Destination: Asteroid 1999 RQ36

OSIRIS-REx's target asteroid's prosaic name, Near-Earth Object (NEO 101955) 1999 RQ36, belies its scientific importance. Researchers consider 1999 RQ36 an exciting—and accessible—celestial body. It is classified as a B-type asteroid, and considered to be a rare specimen. It has changed little since the time of its formation 4 billion years ago, and may reveal a wealth of information about the early Solar System.

1999 RQ36 takes about 1.2 years to orbit the Sun. It moves in an elliptical pattern between Venus and Mars, crossing paths with Earth's orbit every six years. Measuring about 500 metres in diameter, it is a rubble pile made up of leftover rocks and other material that remained after the terrestrial planets formed. When observed using telescopes, it is very dark and rich in carbon and may hold organic materials, water and other light elements.

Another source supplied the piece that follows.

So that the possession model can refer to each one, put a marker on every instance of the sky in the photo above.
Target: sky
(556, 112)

Computer-generated image of Asteroid 1999 RQ36

Computer-generated image of Asteroid 1999 RQ36.
(Credit: NASA/NSF/Cornell/Nolan)

Of the 500,000 or so catalogued asteroids and about 9000 Near-Earth Objects, 1999 RQ36 is also one of the most potentially hazardous known to humanity, with a 1/2700 risk of colliding with Earth between the years 2175 and 2196. Understanding its orbit and composition will help provide more conclusive data on how and when it might impact Earth.